You stated "It should be noted that the stun gun draws current of around 1.5 V" when current is measured in amps not in volts.
Swag said…
Thank you for notifying, I have corrected the description.
Sketchy said…
I'm trying to build the inverter transformer. Found a set of ferrite E cores with a 1mm air gap in the middle column. Cross sectional area is 25mm2. Should it work OK for the inverter transformer? And how many isolation layers do I need in the secondary windings? Can 38 AWG polyurethane insulated magnet wire withstand 500 volts?
Swag said…
Ferrite cored transformers are complex devices and cannot be estimated without calculations, you can try referring to the following articles and see if they help you to optimize as per the specs.

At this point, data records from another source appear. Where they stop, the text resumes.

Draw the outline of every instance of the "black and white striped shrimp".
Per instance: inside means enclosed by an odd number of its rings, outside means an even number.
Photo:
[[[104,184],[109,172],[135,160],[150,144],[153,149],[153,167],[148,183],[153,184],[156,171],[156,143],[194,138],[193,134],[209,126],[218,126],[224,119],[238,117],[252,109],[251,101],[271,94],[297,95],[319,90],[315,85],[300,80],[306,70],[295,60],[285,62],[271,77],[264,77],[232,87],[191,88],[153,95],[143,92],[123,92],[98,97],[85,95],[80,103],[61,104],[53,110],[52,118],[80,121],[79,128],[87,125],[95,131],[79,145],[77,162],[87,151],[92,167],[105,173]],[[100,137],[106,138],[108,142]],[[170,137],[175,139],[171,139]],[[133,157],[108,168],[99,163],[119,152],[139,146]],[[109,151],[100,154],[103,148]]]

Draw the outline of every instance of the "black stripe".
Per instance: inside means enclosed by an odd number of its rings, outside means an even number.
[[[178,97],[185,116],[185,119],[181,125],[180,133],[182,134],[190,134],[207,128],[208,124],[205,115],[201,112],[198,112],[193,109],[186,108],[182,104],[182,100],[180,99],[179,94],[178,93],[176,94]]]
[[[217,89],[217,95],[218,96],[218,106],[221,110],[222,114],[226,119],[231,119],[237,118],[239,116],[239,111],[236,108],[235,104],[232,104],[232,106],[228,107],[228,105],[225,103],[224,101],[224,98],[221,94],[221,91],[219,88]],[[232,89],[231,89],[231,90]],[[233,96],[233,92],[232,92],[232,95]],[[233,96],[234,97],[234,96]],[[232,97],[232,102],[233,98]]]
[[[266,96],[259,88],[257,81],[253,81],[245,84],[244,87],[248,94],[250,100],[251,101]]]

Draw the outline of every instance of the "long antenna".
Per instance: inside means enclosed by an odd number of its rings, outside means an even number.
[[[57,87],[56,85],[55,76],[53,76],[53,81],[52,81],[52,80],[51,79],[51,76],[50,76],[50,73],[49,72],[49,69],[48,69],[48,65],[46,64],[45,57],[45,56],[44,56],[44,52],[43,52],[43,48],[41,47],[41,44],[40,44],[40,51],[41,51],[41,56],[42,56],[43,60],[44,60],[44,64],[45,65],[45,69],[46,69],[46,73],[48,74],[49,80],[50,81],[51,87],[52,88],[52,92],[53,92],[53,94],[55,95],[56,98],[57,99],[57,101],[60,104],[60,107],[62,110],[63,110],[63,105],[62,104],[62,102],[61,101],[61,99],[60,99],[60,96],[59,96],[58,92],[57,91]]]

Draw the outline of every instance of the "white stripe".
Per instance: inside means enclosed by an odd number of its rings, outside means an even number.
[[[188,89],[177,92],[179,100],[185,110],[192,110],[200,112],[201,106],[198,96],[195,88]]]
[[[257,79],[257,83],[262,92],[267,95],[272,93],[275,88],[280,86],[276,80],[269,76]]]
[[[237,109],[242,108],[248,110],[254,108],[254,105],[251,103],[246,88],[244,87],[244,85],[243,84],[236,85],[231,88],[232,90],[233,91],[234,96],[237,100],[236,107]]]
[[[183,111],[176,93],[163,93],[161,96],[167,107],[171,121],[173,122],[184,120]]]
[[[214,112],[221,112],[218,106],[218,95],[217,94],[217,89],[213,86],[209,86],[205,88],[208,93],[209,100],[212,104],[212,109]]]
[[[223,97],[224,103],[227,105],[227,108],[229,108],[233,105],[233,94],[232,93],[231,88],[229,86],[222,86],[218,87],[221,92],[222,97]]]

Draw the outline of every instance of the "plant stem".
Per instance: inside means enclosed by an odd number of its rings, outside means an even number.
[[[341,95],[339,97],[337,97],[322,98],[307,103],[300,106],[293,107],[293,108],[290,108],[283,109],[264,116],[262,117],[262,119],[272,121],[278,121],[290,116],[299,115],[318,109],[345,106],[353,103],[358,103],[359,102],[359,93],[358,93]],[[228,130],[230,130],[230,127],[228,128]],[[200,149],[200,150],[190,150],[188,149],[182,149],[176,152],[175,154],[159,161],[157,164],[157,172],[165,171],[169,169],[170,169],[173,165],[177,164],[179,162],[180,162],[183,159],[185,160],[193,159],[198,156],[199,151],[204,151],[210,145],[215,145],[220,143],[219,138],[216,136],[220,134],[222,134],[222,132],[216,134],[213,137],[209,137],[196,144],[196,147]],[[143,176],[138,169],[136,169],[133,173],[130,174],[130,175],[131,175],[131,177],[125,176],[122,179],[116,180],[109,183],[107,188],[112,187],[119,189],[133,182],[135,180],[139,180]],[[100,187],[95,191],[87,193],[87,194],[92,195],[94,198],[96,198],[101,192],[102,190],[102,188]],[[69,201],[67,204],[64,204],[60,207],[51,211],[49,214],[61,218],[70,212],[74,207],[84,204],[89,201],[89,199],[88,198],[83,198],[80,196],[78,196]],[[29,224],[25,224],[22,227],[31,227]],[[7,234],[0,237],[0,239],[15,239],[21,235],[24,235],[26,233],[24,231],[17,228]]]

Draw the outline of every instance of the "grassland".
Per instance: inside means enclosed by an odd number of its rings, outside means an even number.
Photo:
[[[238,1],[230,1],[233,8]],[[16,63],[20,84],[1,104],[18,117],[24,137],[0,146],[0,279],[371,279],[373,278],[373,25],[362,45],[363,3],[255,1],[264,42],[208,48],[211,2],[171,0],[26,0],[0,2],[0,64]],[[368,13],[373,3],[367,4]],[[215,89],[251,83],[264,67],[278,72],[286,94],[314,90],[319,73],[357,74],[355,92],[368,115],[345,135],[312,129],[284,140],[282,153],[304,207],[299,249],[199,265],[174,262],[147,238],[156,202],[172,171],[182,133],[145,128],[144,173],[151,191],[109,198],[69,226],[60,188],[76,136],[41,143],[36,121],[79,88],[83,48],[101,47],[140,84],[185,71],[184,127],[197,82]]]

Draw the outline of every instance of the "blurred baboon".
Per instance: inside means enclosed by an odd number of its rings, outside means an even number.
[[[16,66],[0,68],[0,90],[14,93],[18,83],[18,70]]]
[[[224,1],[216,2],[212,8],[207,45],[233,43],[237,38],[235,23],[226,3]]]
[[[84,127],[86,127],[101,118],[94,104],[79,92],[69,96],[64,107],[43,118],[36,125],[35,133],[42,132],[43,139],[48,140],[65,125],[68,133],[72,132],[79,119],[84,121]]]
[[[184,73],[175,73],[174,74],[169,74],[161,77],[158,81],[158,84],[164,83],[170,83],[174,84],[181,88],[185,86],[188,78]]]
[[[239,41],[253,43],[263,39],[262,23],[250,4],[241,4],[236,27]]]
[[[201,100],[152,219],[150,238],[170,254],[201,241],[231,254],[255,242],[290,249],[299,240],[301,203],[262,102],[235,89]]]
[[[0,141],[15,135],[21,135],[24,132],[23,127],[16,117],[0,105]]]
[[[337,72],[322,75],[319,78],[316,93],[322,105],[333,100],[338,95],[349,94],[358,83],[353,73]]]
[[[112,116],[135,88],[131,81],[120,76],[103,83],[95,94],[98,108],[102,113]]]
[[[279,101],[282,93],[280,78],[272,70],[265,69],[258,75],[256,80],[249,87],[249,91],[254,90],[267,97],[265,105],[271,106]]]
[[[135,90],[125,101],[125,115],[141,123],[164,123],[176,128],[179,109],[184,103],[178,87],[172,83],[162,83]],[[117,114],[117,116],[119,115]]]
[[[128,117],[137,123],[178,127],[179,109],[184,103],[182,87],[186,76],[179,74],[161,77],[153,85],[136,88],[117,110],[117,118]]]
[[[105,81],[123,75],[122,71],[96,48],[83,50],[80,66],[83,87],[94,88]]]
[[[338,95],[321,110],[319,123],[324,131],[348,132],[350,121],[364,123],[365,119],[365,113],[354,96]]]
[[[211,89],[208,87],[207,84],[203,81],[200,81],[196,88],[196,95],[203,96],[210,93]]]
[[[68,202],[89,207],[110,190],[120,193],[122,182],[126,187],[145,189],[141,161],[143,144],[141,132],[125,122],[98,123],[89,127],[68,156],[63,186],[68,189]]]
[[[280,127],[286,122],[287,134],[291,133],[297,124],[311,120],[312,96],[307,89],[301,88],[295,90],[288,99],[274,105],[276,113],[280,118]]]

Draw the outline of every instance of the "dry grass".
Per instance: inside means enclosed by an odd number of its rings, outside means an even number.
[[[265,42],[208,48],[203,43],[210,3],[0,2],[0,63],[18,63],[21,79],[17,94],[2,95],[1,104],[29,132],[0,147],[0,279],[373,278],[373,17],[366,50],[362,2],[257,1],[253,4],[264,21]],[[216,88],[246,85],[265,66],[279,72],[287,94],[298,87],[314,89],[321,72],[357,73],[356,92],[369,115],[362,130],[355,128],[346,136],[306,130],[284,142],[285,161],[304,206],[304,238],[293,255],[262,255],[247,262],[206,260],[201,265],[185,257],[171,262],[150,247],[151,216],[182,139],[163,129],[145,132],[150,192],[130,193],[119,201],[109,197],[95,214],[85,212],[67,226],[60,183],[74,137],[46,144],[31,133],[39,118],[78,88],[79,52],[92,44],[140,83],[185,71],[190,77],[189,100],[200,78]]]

https://makingcircuits.com/blog/how-to-calculate-ferrite-transformer-for-smps/

https://www.homemade-circuits.com/how-to-design-a-flyback-converter-comprehensive-tutorial/
Sketchy said…
Will turning on the transister somehow cause the MOSFET to turn off? Is that how it forces the power going into the primary windings to change direction? Please help this is my first project since high school electronics.
Swag said…
The BJT is only for controlling current, it is not involved with the generation of the oscillations or the frequency. If the current tends to rise, an equivalent amount of voltage will develop across the 0.56 ohm resistor which will force the BJT to conduct and ground the mosfet gate, inhibiting its conducion...
Sketchy said…
Thanks. The "0.56 ohm resistor" in my curcuit is 4 watt 0.07 ohm which according to multimeter, has less resistance than the wire connected to the transister base. Correct me if I'm mistaken, In my case no voltage develops across the resistor, and the transistor never turns on. Would that cause problems such as MOSFET getting hot?
Swag said…
A 0.07 ohms would require 8 to 9 amps to activate the shown BJT, which may be too high. If your mosfet current is rated above the power supply current in that case this BJT and the resistor stage can be entirely eliminated. The mosfet could be mounted on a heatsink for avoiding over heating
Sketchy said…
If the BJT is removed, what's controlling the MOSFET? I'm assuming the MOSFET is supposed to switch on/off many times a second.
Swag said…
the coil, the resistors and the capacitors together with the mosfet are responsible for creating the oscillations.